Оно и дождалось. Девочка, давно страдавшая оттого, что лямки еще непривычного лифчика как-то ослабли под толстым слоем одежды, из-за этого словно надетой кое-как и готовой съехать, будто с вешалки в шкафу, вскинула руку, чтобы вернуть на плечо бретельку, и этим жестом направила мать, уже почти достигшую нужного гаража и даже, вероятно, видевшую топчущих окурки мужиков, в далекий обход. Между тем бородатый уже едва удерживал своих знакомцев: он все пытался вклиниться между ними и был нелеп со своими ватными плечищами, болтавшимися на узких плечиках, с тонкими ножками в полупустых сапогах, отчего походил на вилку, шатко вставленную в розетку. Наконец мужики, глянув друг другу в глаза поверх блаженно рассиявшейся лысины, одновременно выкрутили руки из ласковых кренделей и пошли, как будто и не останавливались, а бородач заорал им вслед веселую матерщину. Сразу же истекающий всеми скользкими буграми, невообразимо уродливый ледяной кусок с шелестящим ударом разбился в своей воде, и упавший баллон, откатившись полукругом, застрекотал под частой, едва разрывающей скорые нитки капелью.

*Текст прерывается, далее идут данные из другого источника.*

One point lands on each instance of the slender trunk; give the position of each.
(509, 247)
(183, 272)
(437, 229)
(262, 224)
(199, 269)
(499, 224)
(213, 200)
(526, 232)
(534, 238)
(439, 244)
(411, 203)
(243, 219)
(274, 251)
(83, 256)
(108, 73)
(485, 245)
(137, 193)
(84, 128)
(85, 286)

Мгновение бородач выбирал глазами между баллоном и ломиком, но нежелание работать, подкрепленное видом ноздреватого, словно разваренного льда, не стоящего, чтобы его долбить, победило в его душе, и он, опустив зеленую приманку в карман, устремился прочь широкими, попадающими в каждую яму шагами, в довершение столкнувшись с матерью корпус в корпус, так что девочке сверху показалось, что мужик увлекает ее с собой.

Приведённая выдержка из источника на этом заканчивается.